Defendant-Appellant.

-------------------- Appeal from the United States District Court for the Middle District of Louisiana USDC No. 98-CR-20-ALL -------------------- June 7, 2000

Before SMITH, BARKSDALE, and PARKER, Circuit Judges.

PER CURIAM:*

Leo McKinney appeals from the judgment entered after a jury

found him guilty of two counts of distribution of cocaine base.

McKinney argues that the district court erred by enhancing

his sentence two offense levels pursuant to U.S.S.G. § 3C1.1 for

obstruction of justice based on false testimony he gave at trial.

Because he did not object to this enhancement in the district

court, we review for plain error only.

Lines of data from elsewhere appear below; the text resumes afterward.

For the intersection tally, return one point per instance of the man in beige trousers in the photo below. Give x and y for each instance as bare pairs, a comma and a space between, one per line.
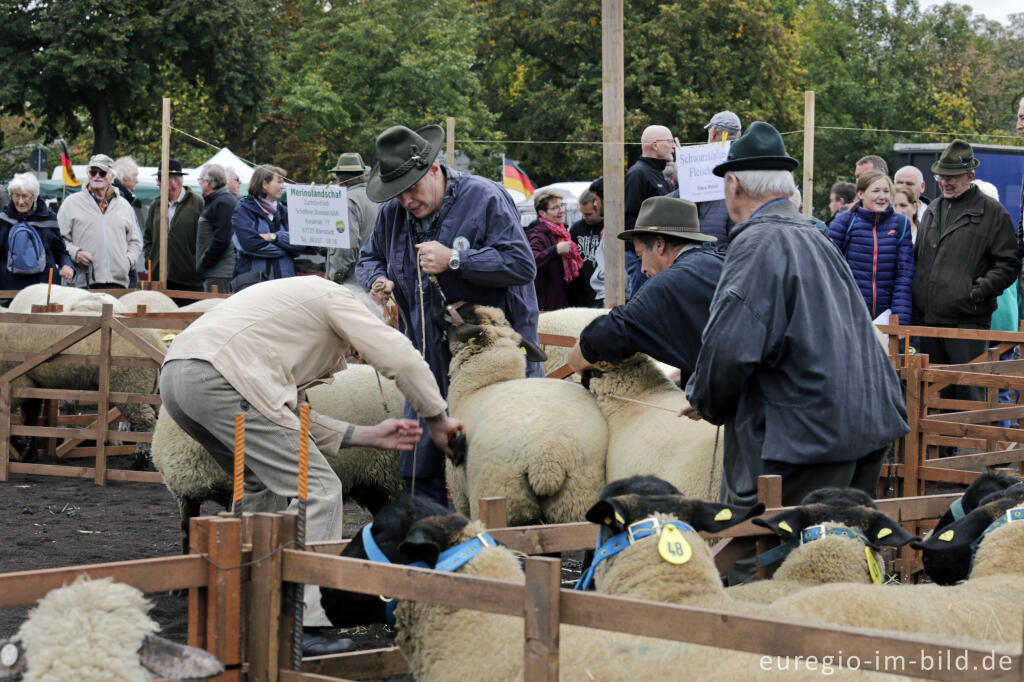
256, 353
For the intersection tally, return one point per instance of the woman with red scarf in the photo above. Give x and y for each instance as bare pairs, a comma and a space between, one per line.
558, 259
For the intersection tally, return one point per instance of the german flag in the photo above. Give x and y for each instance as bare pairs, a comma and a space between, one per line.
514, 178
69, 174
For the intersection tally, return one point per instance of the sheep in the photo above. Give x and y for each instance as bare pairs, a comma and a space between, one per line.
369, 476
98, 631
442, 643
830, 558
645, 439
33, 338
949, 555
539, 442
987, 606
155, 301
78, 301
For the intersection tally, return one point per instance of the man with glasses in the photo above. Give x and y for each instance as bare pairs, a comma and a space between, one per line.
98, 226
966, 256
441, 236
644, 179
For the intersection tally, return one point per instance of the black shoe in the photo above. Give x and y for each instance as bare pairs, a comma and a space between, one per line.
317, 644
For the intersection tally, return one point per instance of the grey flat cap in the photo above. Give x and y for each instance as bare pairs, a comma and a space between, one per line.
725, 121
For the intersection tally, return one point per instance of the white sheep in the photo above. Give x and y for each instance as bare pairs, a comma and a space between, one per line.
155, 301
646, 439
78, 301
98, 631
368, 475
442, 643
539, 442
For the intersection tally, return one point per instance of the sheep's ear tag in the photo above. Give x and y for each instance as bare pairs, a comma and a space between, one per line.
872, 566
673, 546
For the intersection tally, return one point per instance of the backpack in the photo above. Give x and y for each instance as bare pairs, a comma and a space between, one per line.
26, 254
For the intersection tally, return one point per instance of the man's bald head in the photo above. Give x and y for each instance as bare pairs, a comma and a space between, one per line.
910, 176
656, 142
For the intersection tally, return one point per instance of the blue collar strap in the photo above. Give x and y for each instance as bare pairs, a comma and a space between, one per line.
449, 561
634, 533
957, 509
808, 535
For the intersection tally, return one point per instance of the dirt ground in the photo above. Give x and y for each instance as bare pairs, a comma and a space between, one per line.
53, 521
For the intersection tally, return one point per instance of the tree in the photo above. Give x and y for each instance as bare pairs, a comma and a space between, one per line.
109, 61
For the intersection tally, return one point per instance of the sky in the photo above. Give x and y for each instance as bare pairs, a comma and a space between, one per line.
993, 9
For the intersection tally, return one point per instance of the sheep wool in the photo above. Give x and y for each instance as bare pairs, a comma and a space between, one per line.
539, 442
643, 439
90, 630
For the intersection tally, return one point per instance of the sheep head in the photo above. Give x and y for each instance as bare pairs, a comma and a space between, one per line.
947, 553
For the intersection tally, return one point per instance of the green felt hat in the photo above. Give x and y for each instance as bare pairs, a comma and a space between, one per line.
760, 148
955, 160
402, 158
666, 216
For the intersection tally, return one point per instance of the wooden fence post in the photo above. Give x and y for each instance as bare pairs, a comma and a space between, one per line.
103, 398
542, 620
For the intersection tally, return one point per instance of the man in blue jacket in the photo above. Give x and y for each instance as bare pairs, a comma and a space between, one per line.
441, 237
790, 365
666, 317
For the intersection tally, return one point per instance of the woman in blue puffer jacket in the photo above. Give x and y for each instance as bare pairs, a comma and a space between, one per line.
261, 240
877, 243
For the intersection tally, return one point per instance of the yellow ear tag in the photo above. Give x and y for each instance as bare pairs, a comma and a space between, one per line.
673, 546
872, 566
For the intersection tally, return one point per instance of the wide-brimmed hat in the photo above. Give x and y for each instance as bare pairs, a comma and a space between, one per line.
350, 162
173, 168
102, 162
955, 159
402, 158
760, 148
666, 216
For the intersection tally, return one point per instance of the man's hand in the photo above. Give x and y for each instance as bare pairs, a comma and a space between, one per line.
441, 429
688, 411
433, 257
381, 290
577, 360
396, 434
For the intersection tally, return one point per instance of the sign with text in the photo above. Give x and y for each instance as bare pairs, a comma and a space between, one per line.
694, 164
318, 215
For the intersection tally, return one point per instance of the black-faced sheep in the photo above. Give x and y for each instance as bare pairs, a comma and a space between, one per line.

See United States v.

Huerta, 182 F.3d 361, 366 (5th Cir. 1999), cert. denied, 120

S. Ct. 1238 (2000). In light of the corroborated trial testimony

* Pursuant to 5TH CIR. R. 47.5, the court has determined that this opinion should not be published and is not precedent except under the limited circumstances set forth in 5TH CIR. R. 47.5.4. No. 98-31021 -2-

of Montague Washington, which flatly contradicted McKinney’s

testimony, we perceive no error--plain or otherwise--in the

district court’s imposition of § 3C1.1's two-level enhancement.

See United States v. Laury, 985 F.2d 1293, 1308-09 (5th Cir.

1993). Furthermore, despite McKinney’s pleas, we are not free to

adopt a more forgiving standard governing the § 3C1.1 enhancement

for perjury at trial. See United States v. Gourley, 168 F.3d

165, 171 n.10 (5th Cir.) (noting that we are bound by the

decisions of previous panels), cert. denied, 120 S. Ct. 72

(1999).

McKinney argues that the district court erred at sentencing

in approving the presentence report’s (i) computation of the drug

quantity involved in his offense and (ii) imposition of a two-

level adjustment pursuant to § 2D1.1(b)(1) for possession of a

firearm. In imposing these sentencing enhancements, the district

court properly relied on testimony it had heard at trial. See

United States v. Hare, 150 F.3d 419, 425 (5th Cir. 1998).

McKinney has not shown that the court’s reliance on this

testimony was clear error. See id.

AFFIRMED.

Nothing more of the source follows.